AES plans to construct and operate the import terminal and related facilities at an industrial port setting at Sparrows Point, southeast of Baltimore in Baltimore County, Maryland. Sparrows Point will increase the number of ships transiting as commercial marine traffic in Chesapeake Bay by 5-7%.

The project includes facilities capable of unloading LNG ships, storing up to 480,000 cu m of LNG, vaporizing the LNG, and sending out natural gas at a base-load rate of 1.5 bcfd.

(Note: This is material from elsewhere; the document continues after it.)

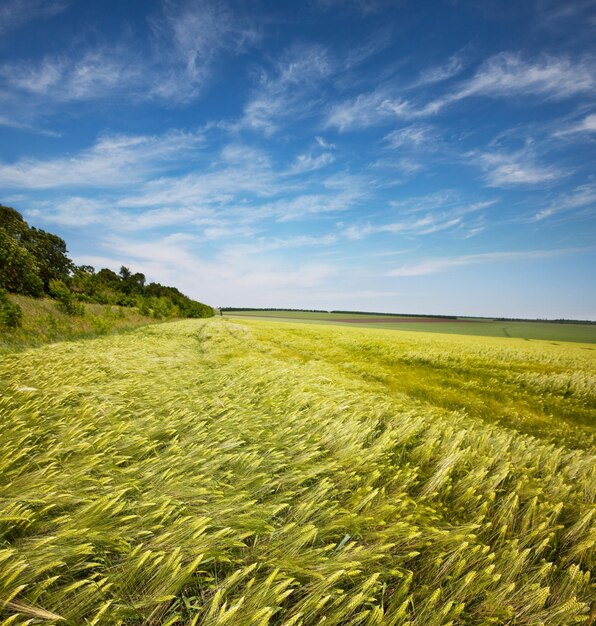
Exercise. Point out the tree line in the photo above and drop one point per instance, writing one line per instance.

FERC also authorized Mid-Atlantic Express to construct and operate an estimated 88 miles of 30-in. OD natural gas pipeline, 48 miles of which would be in Baltimore, Harford, and Cecil counties, Maryland, with the other 40 miles in Lancaster and Chester counties, Pennsylvania, ending in Eagle, Pa.

Inpex awards contract for Ichthys LNG plant

Japanese company Inpex Australia and its JV partner Total SA have awarded the front-end engineering and design contract for their proposed Ichthys LNG plant in Darwin to a consortium of JGC Corp., Chiyoda Corp., and Kellog Brown & Root—collectively known as JKC joint venture.

The FEED services, which will be carried out during 2009, mark a key milestone in the $20 billion (Aus.) Ichthys project. Gas from Ichthys field, in the Browse basin off Western Australia, will be piped 800 km to the LNG plant planned for Blaydin Point in Darwin Harbour in the Northern Territory.

The two-train project is expected to begin with production of 8 million tonnes/year of LNG along with 1.6 million tonnes/year of liquid petroleum gas and 100,000 b/d of condensate.

The first LNG shipments are scheduled for late 2014 or early 2015.

Operator Inpex says it remains firmly committed to the project despite the current global financial environment.

A separate FEED contract will be awarded for the offshore facilities shortly, Inpex said.

Woodside shelves OceanWay LNG terminal

Woodside Petroleum Ltd., Perth, has suspended its proposed OceanWay LNG import terminal off the Californian coast near Los Angeles just over a month after saying it was continuing the project, but at reduced size.

Woodside still believes in the long-term value of LNG as a source of clean, reliable energy for Los Angeles, according to Steve Larson, Woodside natural gas president. However, Larson said the impact of the current market conditions had led to a withdrawal of the application to Californian authorities “for the time being.” The decision was taken in the face of rising US domestic gas production and lower gas prices.

The regulatory authorities have been notified.

In December 2008 Woodside reduced the number of regasification tankers for the project from two to one, citing community and regulatory concerns as well as a perceived fall in customer demand.

The plan involved bringing LNG from Woodside’s Australian gas projects, converting the LNG back to natural gas in regasification tankers and unloading the gas through underwater buoys 45 km off Los Angeles. The gas was to be piped into the southern Californian network via a hub at Los Angeles International Airport.

Larson said the permitting process in California was challenging, but Woodside had been confident that its design was safe and environmentally sound and would ultimately have succeeded.

Australian analysts say withdrawal from the project is not particularly significant for Woodside and is unlikely to have much impact on the company’s share valuation or its planned workload in Australia.